CenterForOpenScience / pydocx

An extendable docx file format parser and converter
Other
186 stars 55 forks source link

Anchors aren't taken into account when resolving Hyperlinks #205

Closed jhubert closed 8 years ago

jhubert commented 8 years ago

Some representations of Hyperlinks separate the link from the anchor. The resulting href values in the HTML don't include the anchor part.

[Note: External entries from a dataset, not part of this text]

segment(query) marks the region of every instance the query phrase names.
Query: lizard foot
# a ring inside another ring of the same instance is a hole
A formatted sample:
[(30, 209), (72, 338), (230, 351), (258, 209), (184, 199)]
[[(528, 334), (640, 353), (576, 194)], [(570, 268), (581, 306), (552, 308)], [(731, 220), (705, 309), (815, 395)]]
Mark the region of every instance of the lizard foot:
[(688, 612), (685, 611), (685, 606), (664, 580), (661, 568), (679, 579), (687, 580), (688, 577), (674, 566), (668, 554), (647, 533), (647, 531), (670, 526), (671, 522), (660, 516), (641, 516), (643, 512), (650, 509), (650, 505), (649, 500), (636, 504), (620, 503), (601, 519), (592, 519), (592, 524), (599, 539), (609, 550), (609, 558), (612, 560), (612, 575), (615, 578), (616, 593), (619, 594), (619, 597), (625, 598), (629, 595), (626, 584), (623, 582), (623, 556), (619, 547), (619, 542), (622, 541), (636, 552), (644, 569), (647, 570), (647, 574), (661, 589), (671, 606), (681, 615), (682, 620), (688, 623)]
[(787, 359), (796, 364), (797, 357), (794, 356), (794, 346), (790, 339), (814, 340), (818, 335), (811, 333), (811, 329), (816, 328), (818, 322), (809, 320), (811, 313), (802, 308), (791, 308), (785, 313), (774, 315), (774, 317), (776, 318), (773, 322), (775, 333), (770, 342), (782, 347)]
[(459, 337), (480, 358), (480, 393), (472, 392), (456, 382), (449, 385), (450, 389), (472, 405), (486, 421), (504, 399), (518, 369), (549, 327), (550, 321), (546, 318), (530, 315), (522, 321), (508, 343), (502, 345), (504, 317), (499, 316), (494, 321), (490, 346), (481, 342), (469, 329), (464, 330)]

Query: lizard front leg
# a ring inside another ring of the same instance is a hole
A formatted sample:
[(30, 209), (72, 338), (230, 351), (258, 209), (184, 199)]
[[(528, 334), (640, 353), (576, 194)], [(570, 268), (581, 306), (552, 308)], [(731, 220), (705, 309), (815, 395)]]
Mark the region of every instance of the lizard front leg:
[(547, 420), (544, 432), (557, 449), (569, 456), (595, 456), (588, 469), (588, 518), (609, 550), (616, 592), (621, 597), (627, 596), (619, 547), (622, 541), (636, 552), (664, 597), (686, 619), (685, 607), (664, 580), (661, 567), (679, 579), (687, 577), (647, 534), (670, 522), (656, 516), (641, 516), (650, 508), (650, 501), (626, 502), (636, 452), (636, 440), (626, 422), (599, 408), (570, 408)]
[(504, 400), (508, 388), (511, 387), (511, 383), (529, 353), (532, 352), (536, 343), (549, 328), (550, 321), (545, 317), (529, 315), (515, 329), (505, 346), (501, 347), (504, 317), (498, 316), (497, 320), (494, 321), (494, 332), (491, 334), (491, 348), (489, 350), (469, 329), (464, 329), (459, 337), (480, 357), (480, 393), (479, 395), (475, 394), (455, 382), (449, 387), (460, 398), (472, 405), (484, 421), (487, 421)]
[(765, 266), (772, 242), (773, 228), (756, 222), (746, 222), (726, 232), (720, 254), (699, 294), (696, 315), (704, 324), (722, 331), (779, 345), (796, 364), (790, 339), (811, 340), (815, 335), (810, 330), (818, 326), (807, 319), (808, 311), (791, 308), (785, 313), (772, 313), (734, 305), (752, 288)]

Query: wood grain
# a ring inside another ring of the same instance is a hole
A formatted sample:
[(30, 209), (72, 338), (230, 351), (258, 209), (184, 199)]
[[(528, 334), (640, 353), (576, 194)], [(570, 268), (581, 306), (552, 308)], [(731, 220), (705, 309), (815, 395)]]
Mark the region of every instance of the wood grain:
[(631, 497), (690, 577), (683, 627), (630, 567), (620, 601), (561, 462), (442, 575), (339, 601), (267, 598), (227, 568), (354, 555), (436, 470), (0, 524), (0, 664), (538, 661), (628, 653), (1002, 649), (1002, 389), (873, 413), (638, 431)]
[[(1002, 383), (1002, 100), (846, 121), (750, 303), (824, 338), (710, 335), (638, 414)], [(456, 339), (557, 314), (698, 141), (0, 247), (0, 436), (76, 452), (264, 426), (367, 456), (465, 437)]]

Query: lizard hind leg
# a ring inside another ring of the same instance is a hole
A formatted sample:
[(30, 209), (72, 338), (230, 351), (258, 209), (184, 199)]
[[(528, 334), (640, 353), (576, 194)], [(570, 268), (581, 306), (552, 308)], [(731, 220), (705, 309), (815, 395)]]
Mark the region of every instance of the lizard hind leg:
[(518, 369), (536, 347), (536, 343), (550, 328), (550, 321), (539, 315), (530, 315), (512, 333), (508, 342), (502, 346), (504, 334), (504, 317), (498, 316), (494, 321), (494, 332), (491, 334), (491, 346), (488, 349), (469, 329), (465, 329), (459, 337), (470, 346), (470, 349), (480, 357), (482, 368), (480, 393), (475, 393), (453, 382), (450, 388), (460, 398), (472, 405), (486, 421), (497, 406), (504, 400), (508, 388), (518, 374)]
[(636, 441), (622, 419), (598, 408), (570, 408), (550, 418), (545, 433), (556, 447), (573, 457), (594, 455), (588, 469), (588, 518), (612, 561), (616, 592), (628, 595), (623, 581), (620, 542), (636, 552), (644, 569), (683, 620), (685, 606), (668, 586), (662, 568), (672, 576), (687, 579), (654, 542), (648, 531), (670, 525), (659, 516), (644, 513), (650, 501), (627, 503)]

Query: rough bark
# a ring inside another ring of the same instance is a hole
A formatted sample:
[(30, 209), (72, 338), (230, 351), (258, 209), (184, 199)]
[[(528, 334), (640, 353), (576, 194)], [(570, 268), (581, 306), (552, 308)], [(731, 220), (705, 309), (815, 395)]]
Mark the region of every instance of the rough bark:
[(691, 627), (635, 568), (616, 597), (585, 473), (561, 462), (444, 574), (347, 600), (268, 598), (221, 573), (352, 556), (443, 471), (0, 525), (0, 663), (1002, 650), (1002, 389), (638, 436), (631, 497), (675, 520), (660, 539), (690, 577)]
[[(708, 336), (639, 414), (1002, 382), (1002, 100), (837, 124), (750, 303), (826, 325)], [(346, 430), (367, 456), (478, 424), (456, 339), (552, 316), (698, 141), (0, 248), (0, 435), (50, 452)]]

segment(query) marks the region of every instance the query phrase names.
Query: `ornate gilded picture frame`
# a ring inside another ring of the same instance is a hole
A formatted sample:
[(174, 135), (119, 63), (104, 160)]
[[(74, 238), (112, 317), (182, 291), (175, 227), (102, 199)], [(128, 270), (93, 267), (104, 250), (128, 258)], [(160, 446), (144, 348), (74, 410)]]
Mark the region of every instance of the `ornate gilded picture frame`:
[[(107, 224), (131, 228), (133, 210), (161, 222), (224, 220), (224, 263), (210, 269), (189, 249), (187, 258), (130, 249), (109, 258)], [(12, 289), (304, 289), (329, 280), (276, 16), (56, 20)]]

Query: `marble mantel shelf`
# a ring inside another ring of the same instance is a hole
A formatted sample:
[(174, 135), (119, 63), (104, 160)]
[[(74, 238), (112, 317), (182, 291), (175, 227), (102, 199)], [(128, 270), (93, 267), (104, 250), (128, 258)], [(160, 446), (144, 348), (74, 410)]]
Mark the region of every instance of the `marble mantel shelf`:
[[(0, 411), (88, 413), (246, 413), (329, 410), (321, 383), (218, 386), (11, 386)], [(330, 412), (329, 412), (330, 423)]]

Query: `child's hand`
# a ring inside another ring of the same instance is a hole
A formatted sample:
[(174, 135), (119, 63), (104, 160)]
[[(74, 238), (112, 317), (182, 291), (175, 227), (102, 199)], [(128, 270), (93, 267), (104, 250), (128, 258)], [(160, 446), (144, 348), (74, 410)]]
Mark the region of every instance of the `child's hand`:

For example (note the w:anchor attribute):

<w:hyperlink r:id="rId5" w:anchor="testing" w:history="1">
  <w:r w:rsidRPr="00A87DC3">
    <w:rPr>
      <w:rStyle w:val="Hyperlink"/>
    </w:rPr>
    <w:t>HERE</w:t>
  </w:r>
</w:hyperlink>

References the rId5 relationship defined here:

<?xml version="1.0" encoding="UTF-8" standalone="yes"?>
<Relationships xmlns="http://schemas.openxmlformats.org/package/2006/relationships">
  <Relationship Id="rId5" Type="http://schemas.openxmlformats.org/officeDocument/2006/relationships/hyperlink" Target="https://www.google.com" TargetMode="External"/>
</Relationships>

But results in the following HTML:

<a href="https://www.google.com">HERE</a>

instead of:

<a href="https://www.google.com#testing">HERE</a>

The anchor portion is missing entirely. Testing document attached.

hyperlink_anchor_issue.docx